Friday 15 January 2010

The Moral Economy - 1

I went to a really interesting and inspiring event this morning: a talk by Stewart Wallis of NEF about the "moral economy". The audience was a gathering of folk from the arts world and Stewart's theme was the current and coming global economic, ecological and social crisis and what part the arts might play in responding to and addressing it. Stewart's analysis of the failings of the current economic system seemed to me to be spot on:
  • Our consumption of finite natural resources and our damage to natural ecosystems is simply unsustainable
  • The distributions of income and wealth within and between economies have reached grotesque and historically unprecedented levels in the last few decades
  • The global economy is unstable - as the recent banking crisis has demonstrated all too painfully
  • "More is no longer better" - in the West, we are no longer being made happier or have higher levels of wellbeing as a consequence of having more material possessions.
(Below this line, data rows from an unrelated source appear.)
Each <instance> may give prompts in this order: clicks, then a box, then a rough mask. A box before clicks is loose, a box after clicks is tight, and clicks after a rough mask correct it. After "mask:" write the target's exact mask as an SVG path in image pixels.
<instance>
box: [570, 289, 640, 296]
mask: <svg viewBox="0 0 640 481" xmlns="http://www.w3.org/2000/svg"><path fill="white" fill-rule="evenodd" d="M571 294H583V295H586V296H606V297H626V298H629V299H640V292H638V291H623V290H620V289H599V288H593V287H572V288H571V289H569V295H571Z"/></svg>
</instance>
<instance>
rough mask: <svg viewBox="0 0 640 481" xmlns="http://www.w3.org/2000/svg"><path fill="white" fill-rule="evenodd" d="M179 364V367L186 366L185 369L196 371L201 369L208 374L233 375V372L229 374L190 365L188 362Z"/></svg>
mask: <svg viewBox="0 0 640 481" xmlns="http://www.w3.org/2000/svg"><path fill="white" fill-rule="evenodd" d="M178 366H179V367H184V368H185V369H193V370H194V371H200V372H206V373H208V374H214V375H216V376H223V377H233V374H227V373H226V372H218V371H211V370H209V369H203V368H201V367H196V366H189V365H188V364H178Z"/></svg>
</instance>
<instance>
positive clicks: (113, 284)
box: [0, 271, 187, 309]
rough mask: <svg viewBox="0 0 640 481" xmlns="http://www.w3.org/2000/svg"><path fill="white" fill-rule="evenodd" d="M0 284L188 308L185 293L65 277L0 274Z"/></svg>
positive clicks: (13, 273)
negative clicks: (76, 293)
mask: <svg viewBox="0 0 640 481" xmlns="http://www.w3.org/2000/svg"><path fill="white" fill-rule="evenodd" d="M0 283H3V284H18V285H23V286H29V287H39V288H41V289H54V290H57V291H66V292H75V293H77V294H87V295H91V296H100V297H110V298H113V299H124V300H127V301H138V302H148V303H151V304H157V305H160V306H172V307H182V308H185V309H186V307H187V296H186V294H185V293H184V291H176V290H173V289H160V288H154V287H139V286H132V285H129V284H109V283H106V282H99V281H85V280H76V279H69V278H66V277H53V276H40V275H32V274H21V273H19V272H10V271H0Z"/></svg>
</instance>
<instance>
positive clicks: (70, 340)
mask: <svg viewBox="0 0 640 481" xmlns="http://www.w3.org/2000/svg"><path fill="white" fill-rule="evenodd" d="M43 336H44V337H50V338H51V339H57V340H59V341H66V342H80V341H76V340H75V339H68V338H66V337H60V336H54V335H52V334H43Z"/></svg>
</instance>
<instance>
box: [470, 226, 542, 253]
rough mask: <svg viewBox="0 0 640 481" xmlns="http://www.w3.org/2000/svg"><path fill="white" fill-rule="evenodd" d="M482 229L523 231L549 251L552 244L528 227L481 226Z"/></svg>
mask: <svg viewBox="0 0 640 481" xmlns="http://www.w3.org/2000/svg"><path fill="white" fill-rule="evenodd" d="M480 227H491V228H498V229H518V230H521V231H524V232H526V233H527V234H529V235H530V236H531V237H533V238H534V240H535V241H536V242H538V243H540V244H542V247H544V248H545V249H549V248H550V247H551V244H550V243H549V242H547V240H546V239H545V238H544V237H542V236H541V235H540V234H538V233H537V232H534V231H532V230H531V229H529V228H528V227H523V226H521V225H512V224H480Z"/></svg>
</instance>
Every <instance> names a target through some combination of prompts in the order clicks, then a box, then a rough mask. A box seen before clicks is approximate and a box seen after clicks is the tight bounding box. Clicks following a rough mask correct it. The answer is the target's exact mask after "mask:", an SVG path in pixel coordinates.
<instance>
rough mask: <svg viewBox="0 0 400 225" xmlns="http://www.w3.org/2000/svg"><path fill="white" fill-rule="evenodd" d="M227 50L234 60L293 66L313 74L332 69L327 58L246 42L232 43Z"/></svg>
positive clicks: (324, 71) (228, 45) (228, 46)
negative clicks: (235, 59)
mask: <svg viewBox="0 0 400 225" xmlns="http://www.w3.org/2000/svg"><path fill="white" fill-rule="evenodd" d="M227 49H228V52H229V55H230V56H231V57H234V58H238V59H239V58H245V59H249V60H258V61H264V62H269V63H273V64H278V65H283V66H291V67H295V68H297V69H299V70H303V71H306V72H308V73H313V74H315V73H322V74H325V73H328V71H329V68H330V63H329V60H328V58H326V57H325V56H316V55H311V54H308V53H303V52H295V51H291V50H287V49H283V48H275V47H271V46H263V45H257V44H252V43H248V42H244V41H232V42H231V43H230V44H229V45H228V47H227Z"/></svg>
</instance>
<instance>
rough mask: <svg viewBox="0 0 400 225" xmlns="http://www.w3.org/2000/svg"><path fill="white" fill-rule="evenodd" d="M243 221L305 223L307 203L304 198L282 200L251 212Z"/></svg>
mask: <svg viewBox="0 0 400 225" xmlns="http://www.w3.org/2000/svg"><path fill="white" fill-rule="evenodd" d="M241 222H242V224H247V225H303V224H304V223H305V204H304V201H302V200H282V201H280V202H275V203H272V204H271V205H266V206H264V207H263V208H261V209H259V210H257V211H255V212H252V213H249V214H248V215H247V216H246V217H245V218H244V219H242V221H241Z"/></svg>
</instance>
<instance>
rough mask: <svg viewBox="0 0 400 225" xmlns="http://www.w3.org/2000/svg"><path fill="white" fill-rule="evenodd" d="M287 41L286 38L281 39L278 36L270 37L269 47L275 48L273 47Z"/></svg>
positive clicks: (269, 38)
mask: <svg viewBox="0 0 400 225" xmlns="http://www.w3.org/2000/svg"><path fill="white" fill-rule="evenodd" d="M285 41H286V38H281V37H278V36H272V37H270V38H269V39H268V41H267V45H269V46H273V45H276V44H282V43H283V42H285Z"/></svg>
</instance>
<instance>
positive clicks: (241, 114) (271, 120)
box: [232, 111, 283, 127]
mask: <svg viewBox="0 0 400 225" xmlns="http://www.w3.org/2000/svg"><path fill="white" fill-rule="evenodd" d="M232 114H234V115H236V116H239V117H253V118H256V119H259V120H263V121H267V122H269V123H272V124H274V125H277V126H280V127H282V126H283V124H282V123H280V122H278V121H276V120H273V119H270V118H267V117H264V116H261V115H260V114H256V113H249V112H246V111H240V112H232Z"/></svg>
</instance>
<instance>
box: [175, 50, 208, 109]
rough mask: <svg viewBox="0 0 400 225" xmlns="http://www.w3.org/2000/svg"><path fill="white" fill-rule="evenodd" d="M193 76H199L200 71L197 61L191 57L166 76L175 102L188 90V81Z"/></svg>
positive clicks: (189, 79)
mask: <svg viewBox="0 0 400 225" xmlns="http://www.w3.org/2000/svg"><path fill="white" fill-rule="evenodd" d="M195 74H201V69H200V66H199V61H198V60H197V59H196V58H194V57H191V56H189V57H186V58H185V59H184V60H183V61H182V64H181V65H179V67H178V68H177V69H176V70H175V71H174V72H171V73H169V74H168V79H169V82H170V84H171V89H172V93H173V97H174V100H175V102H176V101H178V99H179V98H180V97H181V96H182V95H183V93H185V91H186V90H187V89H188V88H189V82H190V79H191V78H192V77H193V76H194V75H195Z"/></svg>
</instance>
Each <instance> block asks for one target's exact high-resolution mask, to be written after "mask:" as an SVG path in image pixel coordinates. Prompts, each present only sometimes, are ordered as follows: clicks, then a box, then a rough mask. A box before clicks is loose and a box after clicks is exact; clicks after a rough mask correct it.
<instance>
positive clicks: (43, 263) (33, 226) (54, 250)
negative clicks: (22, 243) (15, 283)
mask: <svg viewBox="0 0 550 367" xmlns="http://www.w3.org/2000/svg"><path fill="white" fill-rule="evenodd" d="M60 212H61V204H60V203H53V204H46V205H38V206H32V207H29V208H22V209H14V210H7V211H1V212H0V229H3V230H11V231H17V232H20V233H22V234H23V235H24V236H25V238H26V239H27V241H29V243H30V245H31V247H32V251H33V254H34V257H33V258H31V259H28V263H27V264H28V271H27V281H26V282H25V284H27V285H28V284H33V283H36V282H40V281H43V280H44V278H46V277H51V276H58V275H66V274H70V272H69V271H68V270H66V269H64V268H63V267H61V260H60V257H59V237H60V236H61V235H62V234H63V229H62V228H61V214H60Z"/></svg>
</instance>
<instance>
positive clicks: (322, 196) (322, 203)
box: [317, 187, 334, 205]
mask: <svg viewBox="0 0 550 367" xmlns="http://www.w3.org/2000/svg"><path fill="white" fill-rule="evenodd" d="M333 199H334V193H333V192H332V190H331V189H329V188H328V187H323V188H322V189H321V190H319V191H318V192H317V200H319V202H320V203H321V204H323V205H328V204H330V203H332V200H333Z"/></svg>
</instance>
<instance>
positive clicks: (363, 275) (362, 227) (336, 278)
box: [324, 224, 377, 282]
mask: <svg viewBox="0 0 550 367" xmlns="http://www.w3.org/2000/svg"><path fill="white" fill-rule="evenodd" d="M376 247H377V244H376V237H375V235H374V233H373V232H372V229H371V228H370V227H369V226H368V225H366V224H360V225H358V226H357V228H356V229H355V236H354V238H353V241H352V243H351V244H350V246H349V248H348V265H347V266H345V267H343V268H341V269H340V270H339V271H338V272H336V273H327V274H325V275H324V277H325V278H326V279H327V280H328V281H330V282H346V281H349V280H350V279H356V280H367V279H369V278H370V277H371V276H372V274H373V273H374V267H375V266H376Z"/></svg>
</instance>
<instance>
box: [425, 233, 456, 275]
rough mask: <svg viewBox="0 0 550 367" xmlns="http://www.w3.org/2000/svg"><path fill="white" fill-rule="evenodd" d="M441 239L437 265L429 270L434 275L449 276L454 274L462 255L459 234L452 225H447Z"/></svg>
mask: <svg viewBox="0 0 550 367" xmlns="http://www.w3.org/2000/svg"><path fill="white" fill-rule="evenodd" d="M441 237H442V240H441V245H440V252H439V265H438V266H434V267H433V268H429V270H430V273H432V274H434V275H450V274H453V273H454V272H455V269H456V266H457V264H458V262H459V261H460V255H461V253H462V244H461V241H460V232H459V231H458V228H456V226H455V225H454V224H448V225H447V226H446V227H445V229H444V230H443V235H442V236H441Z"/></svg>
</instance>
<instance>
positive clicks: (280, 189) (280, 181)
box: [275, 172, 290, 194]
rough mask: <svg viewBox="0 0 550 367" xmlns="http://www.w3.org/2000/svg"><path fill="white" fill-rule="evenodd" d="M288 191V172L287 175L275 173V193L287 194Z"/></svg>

Instead we have record levels of depression and other mental illnesses.
In response to this situation, we need a revolution in social values - away from seeking only to maximise narrowly-defined financial profit or personal financial wealth or national GDP and towards a more holistically-defined concept of personal and social wellbeing. I would add that we need to (re?)discover the ability to think and decide from the standpoint of what will benefit us all, not just what will benefit ourselves or our immediate families. In other words, we need to make a transition to a "moral economy" in Stewart's terms.
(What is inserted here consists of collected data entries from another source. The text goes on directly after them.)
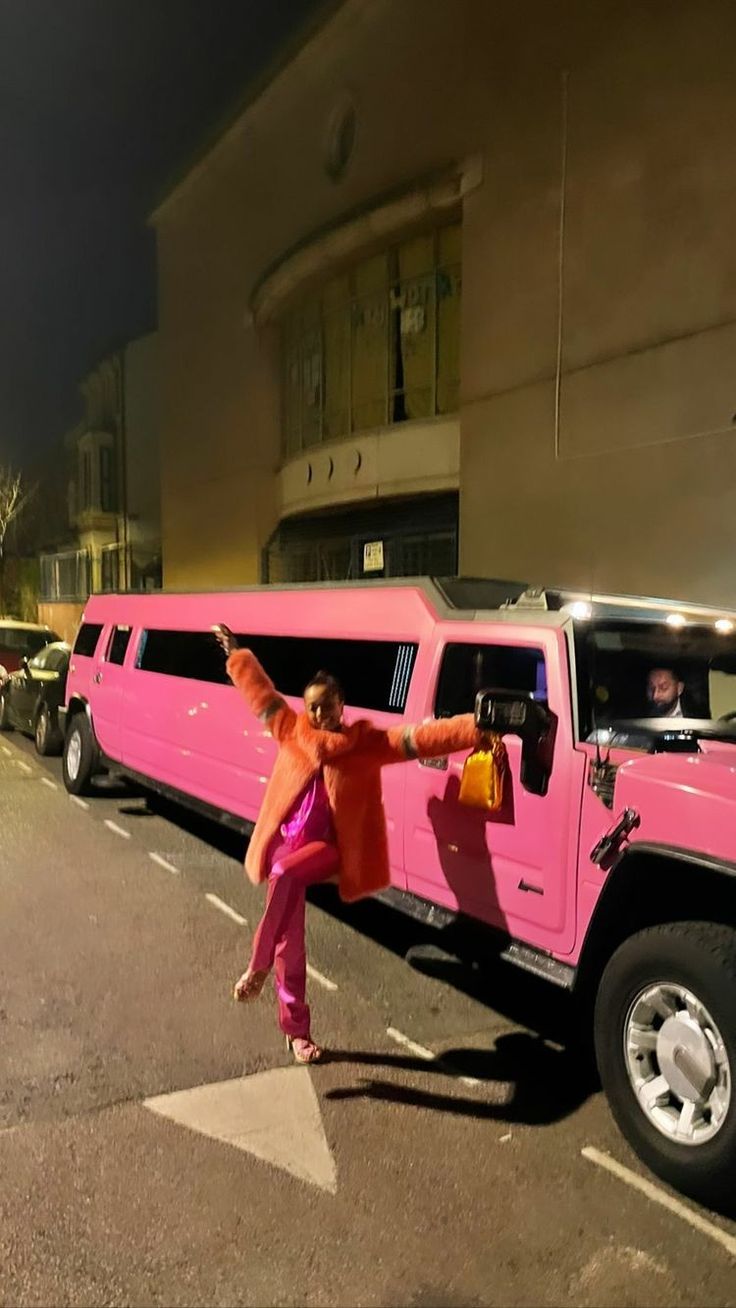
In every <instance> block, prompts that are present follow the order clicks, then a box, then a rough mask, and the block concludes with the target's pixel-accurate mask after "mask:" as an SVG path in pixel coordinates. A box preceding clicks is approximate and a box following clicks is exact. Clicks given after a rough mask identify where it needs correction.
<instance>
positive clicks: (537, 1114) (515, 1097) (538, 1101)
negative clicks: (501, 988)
mask: <svg viewBox="0 0 736 1308" xmlns="http://www.w3.org/2000/svg"><path fill="white" fill-rule="evenodd" d="M327 1061H329V1062H339V1063H345V1065H354V1066H358V1067H370V1069H376V1070H378V1069H380V1067H383V1069H386V1070H387V1071H410V1073H417V1074H421V1076H422V1078H424V1079H425V1080H426V1078H427V1075H429V1076H438V1075H442V1076H444V1078H448V1076H450V1078H454V1079H456V1080H458V1084H459V1086H463V1084H464V1083H463V1082H461V1080H459V1078H472V1080H473V1082H478V1083H480V1084H478V1086H477V1087H475V1086H473V1095H472V1096H471V1095H468V1093H467V1092H460V1093H452V1092H446V1091H443V1090H434V1088H425V1087H424V1086H407V1084H401V1083H399V1082H397V1080H393V1079H391V1080H388V1079H382V1078H376V1076H362V1078H361V1080H360V1084H357V1086H345V1087H337V1088H335V1090H329V1091H327V1092H326V1099H335V1100H341V1099H374V1100H382V1101H384V1103H391V1104H405V1105H408V1107H413V1108H425V1109H434V1110H435V1112H442V1113H450V1114H452V1116H455V1117H472V1118H478V1120H489V1121H501V1122H509V1124H514V1122H515V1124H524V1125H527V1126H546V1125H550V1124H552V1122H558V1121H561V1120H562V1118H565V1117H567V1116H569V1114H570V1113H573V1112H575V1109H577V1108H579V1107H580V1105H582V1104H583V1103H584V1101H586V1099H587V1097H588V1096H590V1095H591V1093H592V1092H594V1091H595V1090H596V1080H595V1074H594V1073H592V1067H591V1062H590V1059H588V1058H587V1057H586V1056H584V1054H583V1053H578V1052H577V1050H569V1049H562V1048H561V1046H553V1045H550V1044H549V1042H548V1041H545V1040H544V1037H543V1036H537V1035H531V1033H528V1032H523V1031H519V1032H510V1033H505V1035H502V1036H498V1037H497V1040H495V1042H494V1045H493V1048H492V1049H469V1048H465V1049H463V1048H460V1049H448V1050H444V1052H443V1053H442V1056H439V1057H438V1058H435V1059H434V1061H431V1062H429V1061H426V1059H424V1058H417V1057H410V1056H408V1054H380V1053H363V1052H360V1050H346V1049H339V1050H332V1052H329V1054H327ZM492 1084H495V1086H498V1087H499V1090H501V1088H502V1093H501V1095H495V1096H494V1097H493V1099H492V1100H490V1101H484V1100H482V1099H478V1097H477V1096H478V1092H481V1091H482V1088H486V1087H490V1086H492Z"/></svg>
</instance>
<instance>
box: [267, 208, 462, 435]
mask: <svg viewBox="0 0 736 1308" xmlns="http://www.w3.org/2000/svg"><path fill="white" fill-rule="evenodd" d="M460 233H461V228H460V224H459V222H456V224H452V225H450V226H446V228H439V229H437V230H435V232H431V233H429V234H425V235H420V237H414V238H412V239H410V241H405V242H403V243H401V245H399V246H395V247H392V249H391V250H387V251H383V252H382V254H376V255H373V256H371V258H370V259H363V260H362V262H361V263H358V264H356V266H354V267H353V268H350V271H349V272H346V273H343V275H340V276H339V277H335V279H332V281H329V283H328V284H327V285H324V286H322V289H320V290H319V292H316V293H315V294H312V296H311V297H310V298H309V300H307V301H306V302H303V303H302V305H301V306H299V307H298V309H295V310H294V311H293V313H292V314H290V315H289V317H288V319H286V320H285V323H284V340H282V349H284V354H282V358H284V455H285V458H293V456H294V455H297V454H301V453H302V451H303V450H309V449H310V447H311V446H314V445H319V443H320V442H323V441H336V439H341V438H343V437H345V436H349V434H350V433H353V432H363V430H369V429H371V428H375V426H388V425H391V424H393V422H404V421H408V420H410V419H430V417H435V416H441V415H443V413H455V412H456V409H458V403H459V381H460V293H461V269H460Z"/></svg>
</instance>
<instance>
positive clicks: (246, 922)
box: [204, 892, 248, 926]
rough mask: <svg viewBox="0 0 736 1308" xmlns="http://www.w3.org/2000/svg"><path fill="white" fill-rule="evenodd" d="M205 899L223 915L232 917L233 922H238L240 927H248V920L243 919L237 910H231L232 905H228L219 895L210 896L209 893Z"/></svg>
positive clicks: (243, 918) (206, 896)
mask: <svg viewBox="0 0 736 1308" xmlns="http://www.w3.org/2000/svg"><path fill="white" fill-rule="evenodd" d="M204 897H205V899H207V900H209V903H210V904H212V905H213V906H214V908H218V909H220V912H221V913H225V916H226V917H230V918H231V920H233V922H237V923H238V926H247V925H248V923H247V921H246V918H244V917H241V914H239V913H235V909H234V908H230V905H229V904H226V903H225V900H221V899H220V896H218V895H210V893H209V892H208V893H207V895H205V896H204Z"/></svg>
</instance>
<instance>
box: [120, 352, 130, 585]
mask: <svg viewBox="0 0 736 1308" xmlns="http://www.w3.org/2000/svg"><path fill="white" fill-rule="evenodd" d="M120 473H122V475H120V488H122V506H123V578H124V585H125V590H129V589H131V560H129V552H128V551H129V542H128V434H127V416H125V347H124V345H123V348H122V351H120Z"/></svg>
The arts community is surely in a potentially powerful position to respond to and help address some of these challenges. Theatre, literature, film/TV and the visual arts in particular can be powerful media for radically new ideas and imaginings about how society could be organised to be developed and communicated, to large numbers of people at once and to some extent by-passing the often reactive and sometimes plain obstructive forces of government and the mainstream media.

So..perhaps we need not only creative works that show us how things are (pace Dickens, Zola, Steinbeck, An Inconvenient Truth, Enron, Guernica etc) but some imaginative and radical works that show us how things could be..in a constructive sense rather than the Hollywood disaster movie sense (or even The Age of Stupid).

We also need to engage whole communities in a multi-stranded debate about how society needs to change in very practical ways - and arts venues and facilities and their community programmes could be important resources to be used in that process.